One day i will track her down and have her sign my boob. But for now, I’ll spread her fighting story to all that want to hear it. And upon hearing, maybe you too will join me in my quest for
THE WOMAN WHO GAVE BIRTH TO CHEESE
A woman in Germany was rushed to the hospital under the ruse that she was giving birth. When ‘doctors’ cut her open they “uncovered a sodden and moldy mass of what they later determined to be several bricks of cheddar cheese bound together with twine.” I know what you’re all thinking right now….awesome right? It gets to be even more of a tear jerker. Just wait.

After her delivery of a 6.7 oz bouncing baby blocks of cheese she was submitted for psychiatric treatment. What? You just took a cheeses mom away from it right after birth? What kind of ‘doctors’ are you? The “DOCTOR” kind apparently. Shameful. Unfortunately her submission for treatment of silly brain is where I started the story, i.e. getting thrown out of the hospital. But this story actual begins as all babies do. Conception.
Baby cheese was believed to be conceived (that could be a rap) like any other, by somehow stuffing it up her vagina. Oh yes, that is where bravery comes into the picture. You have to be fucking Bra-a-a-ave to go tying twine together and sticking 4 blocks of cheese up your vag to simulate a growing womb. Fuckin A. If that isn’t the definition of brave, I don’t know what is. So Cheese Mom starts the maternal process, she was even due for a baby shower before the whole labor thing happened. I wonder if she would have served cheese balls there, is that too risqué? A little inappropriate? I get it. But really, what’s a party without cheese balls?

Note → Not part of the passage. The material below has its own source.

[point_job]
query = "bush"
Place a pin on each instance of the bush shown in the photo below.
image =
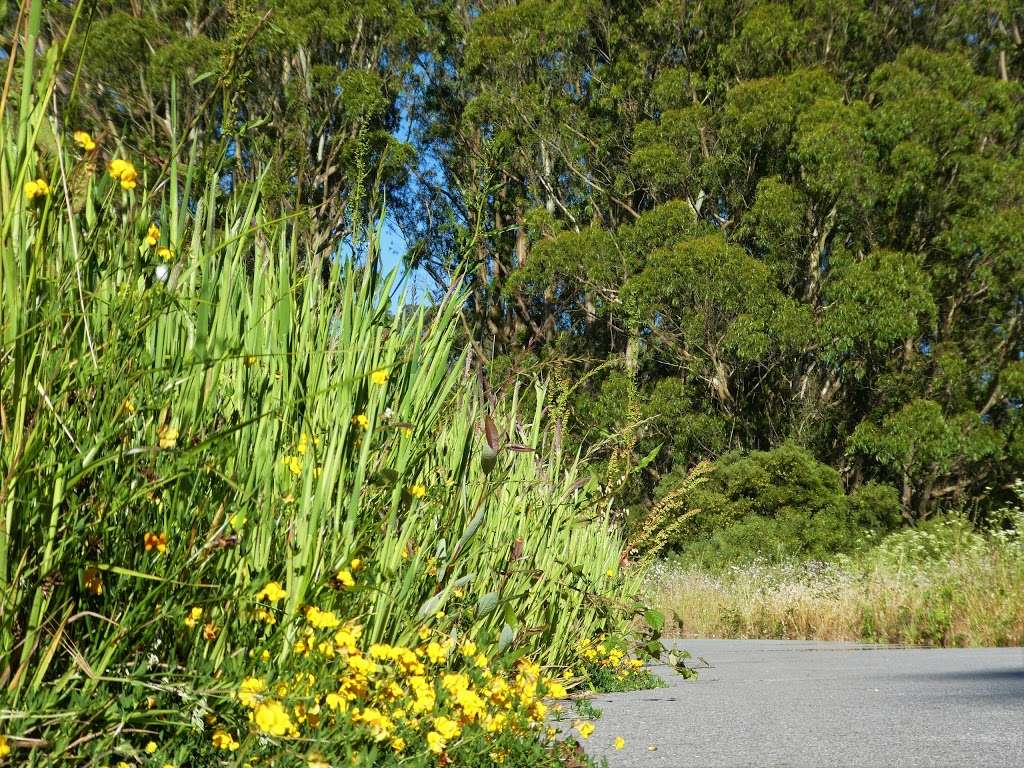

Anywho, she had neighbors and friends all ready and excited for the delivery of this wonderous cheese child. Actually, I think everyone, with the exception of her and her cheese child, had no idea what was going on and thought she was probably pregnant with a human baby. But what’s the difference? *shrug* That’s where consistency comes into play. To walk around daily, with 4 blocks of cheese up your vag telling everyone you meet that you’re expecting a baby and then accept their congratulations and gifts without so much as a drop of sweat. Consistency, folks. Consistency.

Cheesebaby

The hope in the story comes now. I really fuckin hope with all my heart that I find this woman so that I can talk with her privately (and then post it on facebook) about her choices in parenting cheese, the process of carrying the cheese and then tragically losing her cheese and being thrown into a psych ward. I mean, why in this world is a woman allowed to have EIGHT BABIES without a job or any steady income, but a lonely woman in Germany can’t have ONE cheese baby?
I’m sorry to end this Tuesday on a sad note. But I do have hope, OH I DO HAVE HOPE that I will find this woman and bring home a happy ending. Unless due to countless treatments of electro shock she succumbed to drooling and talking in jibberish to pillow people.